The California Energy Commission appointed nine of the 14 designated commission members on Wednesday, Dec. 9.
So far, Imperial County Supervisor Ryan Kelley and Imperial Irrigation District Director James C. Hanks will serve, along with Comite Civico Del Valle Executive Director Luis Olmedo, Audubon California Salton Sea Program Director Frank Ruiz, Quechan Indian Tribe member Manfred Scott and Torres Martinez Desert Cahuilla Indian Tribe member Arthur Lopez.
Industry representatives include Jonathan Weisgall with Berkshire Hathaway Energy, Roderic Dolega with Ford Electric Vehicle Purchasing and Rod Colwell with Controlled Thermal Resources.
The remaining appointments will be made by the California Public Utility Commission, the Secretary of the California Natural Resources Agency, the Senate Committee on Rules, the speaker of the Assembly, and Gov. Gavin Newsom.
Assembly Bill 1657, authored by Assembly member Eduardo Garcia, D-Coachella, requires the creation of the Lithium Valley Commission, which will look into specific issues and potential incentives regarding lithium extraction and use in California.
Upon his appointment, Supervisor Kelley said, “Imperial County is rich in natural resources to support the expansion of lithium extraction. This exciting new industry has the potential to generate millions of dollars in revenue and jobs for our region. It is an honor to be a part of this new venture representing Imperial County.”
“I am proud to represent the IID on the Lithium Valley Commission,” Hanks stated in an IID press release. “The recovery of lithium from geothermal brine is an exciting and significant new opportunity for this industry. It has the potential to unleash millions of dollars in new economic infrastructure development and job creation at the local and regional level. As California continues to move aggressively on its clean energy and environmental goals, electrification of our transportation sector will require growing supplies of lithium batteries. Why not have it come from our own state?”

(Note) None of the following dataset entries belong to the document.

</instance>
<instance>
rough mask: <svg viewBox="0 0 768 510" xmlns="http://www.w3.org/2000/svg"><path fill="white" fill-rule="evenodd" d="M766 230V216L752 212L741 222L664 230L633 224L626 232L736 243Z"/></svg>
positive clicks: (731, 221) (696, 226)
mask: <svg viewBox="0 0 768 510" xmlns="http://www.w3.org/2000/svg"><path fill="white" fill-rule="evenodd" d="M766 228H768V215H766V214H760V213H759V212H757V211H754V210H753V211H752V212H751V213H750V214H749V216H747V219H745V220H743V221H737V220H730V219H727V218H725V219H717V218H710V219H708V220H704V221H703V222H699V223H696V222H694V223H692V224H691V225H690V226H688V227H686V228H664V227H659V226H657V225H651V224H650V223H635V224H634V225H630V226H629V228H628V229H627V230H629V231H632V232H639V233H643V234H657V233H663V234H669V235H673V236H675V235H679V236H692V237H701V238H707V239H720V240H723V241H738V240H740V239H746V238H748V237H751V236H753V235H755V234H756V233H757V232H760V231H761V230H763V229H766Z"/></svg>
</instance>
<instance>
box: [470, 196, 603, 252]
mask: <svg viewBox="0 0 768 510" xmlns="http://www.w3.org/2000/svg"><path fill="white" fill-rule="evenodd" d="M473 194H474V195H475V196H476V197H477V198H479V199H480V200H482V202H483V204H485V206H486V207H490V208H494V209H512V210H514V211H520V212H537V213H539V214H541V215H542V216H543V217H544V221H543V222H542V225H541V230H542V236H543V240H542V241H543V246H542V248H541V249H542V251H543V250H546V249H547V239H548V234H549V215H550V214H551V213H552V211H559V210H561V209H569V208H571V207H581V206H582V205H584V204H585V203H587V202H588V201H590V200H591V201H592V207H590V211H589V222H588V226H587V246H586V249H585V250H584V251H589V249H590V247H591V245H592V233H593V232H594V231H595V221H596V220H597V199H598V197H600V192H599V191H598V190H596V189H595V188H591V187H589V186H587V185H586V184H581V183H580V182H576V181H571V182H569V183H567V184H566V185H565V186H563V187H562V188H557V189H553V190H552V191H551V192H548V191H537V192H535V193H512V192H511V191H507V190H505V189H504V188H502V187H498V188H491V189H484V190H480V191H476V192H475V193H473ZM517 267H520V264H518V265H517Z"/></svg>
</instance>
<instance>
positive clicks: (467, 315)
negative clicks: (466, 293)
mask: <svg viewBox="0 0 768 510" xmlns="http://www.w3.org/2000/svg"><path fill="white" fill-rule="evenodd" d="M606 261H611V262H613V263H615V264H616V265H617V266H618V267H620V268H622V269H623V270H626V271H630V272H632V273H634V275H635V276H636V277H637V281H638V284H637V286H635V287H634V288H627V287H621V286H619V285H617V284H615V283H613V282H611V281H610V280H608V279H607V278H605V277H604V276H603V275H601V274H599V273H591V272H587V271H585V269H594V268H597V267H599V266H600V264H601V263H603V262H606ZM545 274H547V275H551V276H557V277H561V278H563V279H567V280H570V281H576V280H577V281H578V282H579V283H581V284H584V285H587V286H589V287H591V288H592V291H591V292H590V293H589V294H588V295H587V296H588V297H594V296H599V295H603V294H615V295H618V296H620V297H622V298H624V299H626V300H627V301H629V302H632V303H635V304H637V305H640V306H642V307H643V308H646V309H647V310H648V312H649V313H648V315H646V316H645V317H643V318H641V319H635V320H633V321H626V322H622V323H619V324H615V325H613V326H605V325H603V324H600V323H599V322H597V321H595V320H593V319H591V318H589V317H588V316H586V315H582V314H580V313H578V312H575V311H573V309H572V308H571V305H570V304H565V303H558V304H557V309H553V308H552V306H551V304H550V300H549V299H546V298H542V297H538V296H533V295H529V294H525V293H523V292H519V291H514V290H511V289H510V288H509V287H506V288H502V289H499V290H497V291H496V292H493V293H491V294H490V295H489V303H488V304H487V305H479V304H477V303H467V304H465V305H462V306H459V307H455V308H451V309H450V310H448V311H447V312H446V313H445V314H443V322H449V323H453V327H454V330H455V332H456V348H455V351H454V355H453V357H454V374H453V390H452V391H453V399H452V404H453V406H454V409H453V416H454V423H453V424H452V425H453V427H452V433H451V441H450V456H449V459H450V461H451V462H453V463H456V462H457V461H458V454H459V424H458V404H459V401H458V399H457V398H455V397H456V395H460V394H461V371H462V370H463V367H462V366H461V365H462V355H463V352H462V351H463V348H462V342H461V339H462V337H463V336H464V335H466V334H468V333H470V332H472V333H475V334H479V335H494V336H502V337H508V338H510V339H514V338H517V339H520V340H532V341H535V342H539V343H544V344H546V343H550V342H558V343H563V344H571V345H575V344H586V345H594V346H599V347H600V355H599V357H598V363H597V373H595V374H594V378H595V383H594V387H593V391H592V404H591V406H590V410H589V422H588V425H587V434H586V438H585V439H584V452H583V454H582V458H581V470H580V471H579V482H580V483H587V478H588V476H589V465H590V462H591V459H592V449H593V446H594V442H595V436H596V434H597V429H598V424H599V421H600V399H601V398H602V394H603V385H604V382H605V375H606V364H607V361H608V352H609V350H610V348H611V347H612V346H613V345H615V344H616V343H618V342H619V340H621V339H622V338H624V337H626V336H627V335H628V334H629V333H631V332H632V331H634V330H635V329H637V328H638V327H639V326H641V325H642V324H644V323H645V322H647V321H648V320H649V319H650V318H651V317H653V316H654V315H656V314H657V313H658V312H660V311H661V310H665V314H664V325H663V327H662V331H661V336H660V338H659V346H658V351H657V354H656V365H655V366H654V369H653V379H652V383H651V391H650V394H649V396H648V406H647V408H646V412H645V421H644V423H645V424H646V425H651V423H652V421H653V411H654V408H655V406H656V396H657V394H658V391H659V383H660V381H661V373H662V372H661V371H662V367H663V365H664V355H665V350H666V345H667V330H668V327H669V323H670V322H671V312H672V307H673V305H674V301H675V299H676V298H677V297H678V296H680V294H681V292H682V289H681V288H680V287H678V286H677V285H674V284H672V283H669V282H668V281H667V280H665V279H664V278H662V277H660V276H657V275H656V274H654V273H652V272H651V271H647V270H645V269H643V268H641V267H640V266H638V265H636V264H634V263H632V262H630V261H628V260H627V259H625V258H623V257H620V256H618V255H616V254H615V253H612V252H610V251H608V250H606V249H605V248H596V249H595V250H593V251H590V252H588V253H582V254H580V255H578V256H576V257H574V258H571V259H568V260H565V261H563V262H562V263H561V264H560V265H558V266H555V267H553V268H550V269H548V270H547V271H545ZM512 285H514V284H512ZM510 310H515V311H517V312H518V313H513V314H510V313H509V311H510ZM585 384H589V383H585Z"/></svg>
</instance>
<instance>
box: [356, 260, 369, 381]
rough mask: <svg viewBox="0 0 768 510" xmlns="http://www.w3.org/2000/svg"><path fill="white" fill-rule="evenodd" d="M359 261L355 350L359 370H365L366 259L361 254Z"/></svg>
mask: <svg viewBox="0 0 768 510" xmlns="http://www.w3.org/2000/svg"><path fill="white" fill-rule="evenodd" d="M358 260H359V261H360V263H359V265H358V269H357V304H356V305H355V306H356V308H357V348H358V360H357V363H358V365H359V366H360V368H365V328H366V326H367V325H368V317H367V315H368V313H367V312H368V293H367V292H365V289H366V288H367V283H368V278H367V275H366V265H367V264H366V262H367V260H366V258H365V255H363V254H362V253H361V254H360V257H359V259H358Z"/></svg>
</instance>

Appointment to the commission will be effective on Jan. 1, when AB 1657 goes into effect.
David Hochschild, chair of the California Energy Commission, said the appointees to the Lithium Valley Commission represent a “committed and diverse group of stakeholders that will bring their expertise to the table.” CEC Commissioner Karen Douglas further added that the commission and the work they do has a direct nexus to the state’s restoration efforts at the Salton Sea.
In September, Newsom signed AB 1657 to create the blue-ribbon commission meant to explore and expand the state’s emerging lithium-recovery industry.
“After years of concerted advocacy, we have successfully secured California’s commitment to explore the abundant lithium extraction, renewable power potential of the Salton Sea geothermal resource area,” stated Assembly member Garcia in a press release regarding the bill. “In addition to helping meet our clean energy goals, this commission could serve as a valuable lever of our state’s economic recovery strategy.
“The passage of AB 1657 is a major victory for our region, especially for our most impoverished communities who would benefit from the jobs a competitive lithium industry will bring to our area,” he added.
The commission is required to submit a report to the Legislature documenting its findings and recommendations by Oct. 1, 2022.